When we asked if India’s recent laws legalizing gay sex, but not gay marriage, had affected arranged or “pressurized” marriages, he told us that some groups have tried same-sex arranged pairings but, “Somehow it has not worked out that well, but people are interested in getting married. In India, even though [same-sex] marriage is illegal, I know a lot of couples who want to be together, who want to live in a steady relationship with a commitment. It doesn’t matter much to them if its legal or illegal, but they like to live as husband and husband or wife and wife in a relationship.”
Following our interview, Prince Manvendra spoke at the Chelsea home of Facebook executive Rodrigo Salem, who hosted the evening along with two longtime locals—author Carla Fine, and Community Board 4 member Allen Oster.

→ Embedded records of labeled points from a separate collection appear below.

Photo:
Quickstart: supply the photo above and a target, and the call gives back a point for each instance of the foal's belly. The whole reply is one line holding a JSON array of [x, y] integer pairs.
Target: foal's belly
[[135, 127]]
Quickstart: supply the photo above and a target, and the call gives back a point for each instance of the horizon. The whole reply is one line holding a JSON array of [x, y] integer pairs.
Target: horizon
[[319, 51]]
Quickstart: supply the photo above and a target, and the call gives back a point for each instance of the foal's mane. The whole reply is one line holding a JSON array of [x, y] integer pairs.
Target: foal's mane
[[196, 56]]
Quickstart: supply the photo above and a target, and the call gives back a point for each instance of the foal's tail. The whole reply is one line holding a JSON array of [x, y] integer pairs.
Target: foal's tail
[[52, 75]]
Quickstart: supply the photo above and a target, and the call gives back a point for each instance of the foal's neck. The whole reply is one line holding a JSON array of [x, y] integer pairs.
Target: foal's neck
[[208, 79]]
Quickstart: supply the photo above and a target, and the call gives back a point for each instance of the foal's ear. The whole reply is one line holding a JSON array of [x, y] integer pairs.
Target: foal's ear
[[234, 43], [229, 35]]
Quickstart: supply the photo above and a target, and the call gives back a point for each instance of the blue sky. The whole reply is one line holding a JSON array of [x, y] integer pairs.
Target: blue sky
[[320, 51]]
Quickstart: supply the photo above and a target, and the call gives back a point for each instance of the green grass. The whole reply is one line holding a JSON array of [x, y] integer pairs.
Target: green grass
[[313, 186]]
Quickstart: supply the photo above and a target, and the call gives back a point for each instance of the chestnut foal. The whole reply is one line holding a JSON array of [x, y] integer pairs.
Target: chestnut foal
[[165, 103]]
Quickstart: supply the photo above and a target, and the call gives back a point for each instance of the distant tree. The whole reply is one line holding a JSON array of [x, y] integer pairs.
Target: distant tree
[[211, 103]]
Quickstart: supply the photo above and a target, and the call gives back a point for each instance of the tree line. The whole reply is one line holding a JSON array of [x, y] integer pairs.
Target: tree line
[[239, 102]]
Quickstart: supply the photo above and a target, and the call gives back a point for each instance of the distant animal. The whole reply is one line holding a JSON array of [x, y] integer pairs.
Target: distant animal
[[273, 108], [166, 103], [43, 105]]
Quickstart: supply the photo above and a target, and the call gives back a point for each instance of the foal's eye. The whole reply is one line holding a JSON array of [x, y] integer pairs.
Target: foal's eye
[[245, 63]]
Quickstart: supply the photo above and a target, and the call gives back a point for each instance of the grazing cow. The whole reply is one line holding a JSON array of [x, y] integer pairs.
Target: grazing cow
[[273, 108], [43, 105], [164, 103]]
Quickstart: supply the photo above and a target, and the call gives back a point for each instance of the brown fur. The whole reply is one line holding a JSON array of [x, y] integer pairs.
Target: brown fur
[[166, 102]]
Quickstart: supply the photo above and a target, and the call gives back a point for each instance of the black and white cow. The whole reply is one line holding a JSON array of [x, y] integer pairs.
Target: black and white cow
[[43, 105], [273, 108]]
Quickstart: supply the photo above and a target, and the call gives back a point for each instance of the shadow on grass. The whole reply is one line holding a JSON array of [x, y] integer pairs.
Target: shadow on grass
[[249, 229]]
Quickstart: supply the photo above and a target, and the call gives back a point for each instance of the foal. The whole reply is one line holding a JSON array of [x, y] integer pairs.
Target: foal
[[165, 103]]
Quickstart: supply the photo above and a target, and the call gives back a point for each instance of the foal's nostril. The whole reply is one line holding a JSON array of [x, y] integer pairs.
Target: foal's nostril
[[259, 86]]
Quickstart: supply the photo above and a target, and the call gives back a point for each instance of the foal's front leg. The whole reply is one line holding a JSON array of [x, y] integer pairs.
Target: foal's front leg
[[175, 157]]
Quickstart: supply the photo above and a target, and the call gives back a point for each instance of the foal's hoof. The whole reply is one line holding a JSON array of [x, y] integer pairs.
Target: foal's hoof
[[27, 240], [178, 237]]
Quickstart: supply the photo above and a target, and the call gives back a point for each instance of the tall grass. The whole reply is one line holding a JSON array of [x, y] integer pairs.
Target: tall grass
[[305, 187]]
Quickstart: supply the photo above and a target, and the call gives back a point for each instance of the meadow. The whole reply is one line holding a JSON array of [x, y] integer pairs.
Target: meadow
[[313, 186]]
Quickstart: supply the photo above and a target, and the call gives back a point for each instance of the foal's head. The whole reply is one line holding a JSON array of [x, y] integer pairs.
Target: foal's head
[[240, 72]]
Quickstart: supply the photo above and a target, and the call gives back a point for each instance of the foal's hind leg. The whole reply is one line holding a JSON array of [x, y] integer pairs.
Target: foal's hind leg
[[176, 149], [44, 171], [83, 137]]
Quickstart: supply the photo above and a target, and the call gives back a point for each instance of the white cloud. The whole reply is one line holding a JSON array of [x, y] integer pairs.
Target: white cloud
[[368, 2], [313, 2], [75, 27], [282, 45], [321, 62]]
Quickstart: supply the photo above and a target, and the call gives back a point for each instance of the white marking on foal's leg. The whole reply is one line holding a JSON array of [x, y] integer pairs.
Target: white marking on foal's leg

Prince Manvendra told the eclectic mix of 150+ artists, local residents, international and U.S. human rights organizations, HIV/AIDS advocacy groups, LGBTQ Chelsea activists, and celebrity allies (including singer Jackie Evancho and fashion director Nicola Formichetti) about the backlash he received from his family and countrymen, along with a brush with an assassin.
When asked if he regretted coming out 13 years ago, the 53-year-old Prince Manvendra replied, “No, I don’t regret coming out. But I definitely regret coming out so late in life.”